Man hockt gelähmt auf dem Bürgersteig und denkt: Kann doch nicht wahr sein. Paßt aber andererseits 1A zur Stimmung.

Ein Glück kam Mauke grade aus dem KV und schloß mir auf. Gut 1 1/2 Stunde Ausweise, Buch, Geld, Apparat und mich selbst versucht zu reinigen, lagerte alles in meinem Arbeitszimmer auf Servietten hin und verließ die Stätte eilig.

Doch es war zu spät. Als ich um 20 nach 9 zum Trakt Buchholz II Elisenstraße kam, waren bereits alle Menschen fort. Dunkel, leer und still der Ort. Ich schaute durchs Fenster, taumelte zurück und fiel ins Namenlose.

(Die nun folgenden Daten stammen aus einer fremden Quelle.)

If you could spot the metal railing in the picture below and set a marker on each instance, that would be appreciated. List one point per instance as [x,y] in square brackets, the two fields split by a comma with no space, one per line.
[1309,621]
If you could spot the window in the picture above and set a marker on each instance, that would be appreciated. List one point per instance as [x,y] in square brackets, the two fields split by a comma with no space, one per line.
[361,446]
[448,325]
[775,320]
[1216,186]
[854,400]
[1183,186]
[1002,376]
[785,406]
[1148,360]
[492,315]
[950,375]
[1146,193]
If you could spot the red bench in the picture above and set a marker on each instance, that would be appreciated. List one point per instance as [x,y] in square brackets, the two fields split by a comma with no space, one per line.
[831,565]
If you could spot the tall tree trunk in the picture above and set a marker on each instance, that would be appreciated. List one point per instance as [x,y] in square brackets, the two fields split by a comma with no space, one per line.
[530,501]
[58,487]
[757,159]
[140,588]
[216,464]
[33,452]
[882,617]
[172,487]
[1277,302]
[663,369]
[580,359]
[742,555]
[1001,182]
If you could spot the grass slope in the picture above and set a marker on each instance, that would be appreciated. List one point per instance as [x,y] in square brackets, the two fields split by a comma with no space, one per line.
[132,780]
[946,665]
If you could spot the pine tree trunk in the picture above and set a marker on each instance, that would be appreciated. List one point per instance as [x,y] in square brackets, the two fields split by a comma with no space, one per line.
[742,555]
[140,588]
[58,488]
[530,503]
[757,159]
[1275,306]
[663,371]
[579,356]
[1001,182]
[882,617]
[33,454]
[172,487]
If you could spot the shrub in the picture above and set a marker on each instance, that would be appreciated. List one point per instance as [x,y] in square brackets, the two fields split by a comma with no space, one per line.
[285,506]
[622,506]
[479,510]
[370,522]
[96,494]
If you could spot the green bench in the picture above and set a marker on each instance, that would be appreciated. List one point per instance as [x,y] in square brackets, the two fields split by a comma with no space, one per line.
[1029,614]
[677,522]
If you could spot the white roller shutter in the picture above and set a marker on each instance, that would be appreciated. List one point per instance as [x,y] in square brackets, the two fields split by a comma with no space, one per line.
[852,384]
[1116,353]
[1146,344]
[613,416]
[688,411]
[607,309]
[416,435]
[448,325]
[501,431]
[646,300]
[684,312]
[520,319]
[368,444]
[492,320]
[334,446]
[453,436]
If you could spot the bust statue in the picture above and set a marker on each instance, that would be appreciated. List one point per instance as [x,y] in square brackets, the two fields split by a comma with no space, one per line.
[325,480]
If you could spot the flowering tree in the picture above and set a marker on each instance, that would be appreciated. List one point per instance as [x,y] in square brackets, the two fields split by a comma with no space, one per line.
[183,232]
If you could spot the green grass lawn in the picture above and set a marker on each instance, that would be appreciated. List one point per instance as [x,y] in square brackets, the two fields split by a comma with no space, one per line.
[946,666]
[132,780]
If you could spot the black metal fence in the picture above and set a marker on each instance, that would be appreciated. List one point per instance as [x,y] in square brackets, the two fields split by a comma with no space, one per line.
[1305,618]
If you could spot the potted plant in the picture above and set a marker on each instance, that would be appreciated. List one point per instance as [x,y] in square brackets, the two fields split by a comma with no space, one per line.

Als ich erwachte fand ich mich 3 cm über Normalnull gehalten von den kugelrunden Bäuchen der Bruderschaft der letzten Tage in deren Stammlokal an der Christophstraße. Den Haaren ihrer ondulierten Damen entstieg der Pesthauch des Todes, auf dem Boden wanden sich Aal in Gelee und die zermatschten Blutegel aus der FAS. Schwach kam die Erinnerung: das Bier der Veranstaltung im ehemaligen Blumenladen war ausgegangen, man hatte die Straßenseite gewechselt.

In unterirdischen Mundhöhlen floureszierende Molche, die Zigarren rauchend in offenen Schienenwagen fuhren und über Bilanzen sprachen; dort schoß ein blutiger Kopf, da eine weiße Gestalt hervor.
Aus weichen, ungeheuren Frauenbrüsten am dunklen Delta des Amazonas mit Papageien, Piranhas und Halbedelsteinen löste sich ein mir bekanntes menschliches Gesicht heraus und ruderte unendlich langsam mit samtenen Harpunen bewaffnet auf mich zu. – Es war Ingmar, mein alter Schneider!
Er müsse mir aber jetzt doch mal was sagen, hob er an. – O nein, bitte, flehte ich und hielt mir die Ohren mit Quastenflossern zu.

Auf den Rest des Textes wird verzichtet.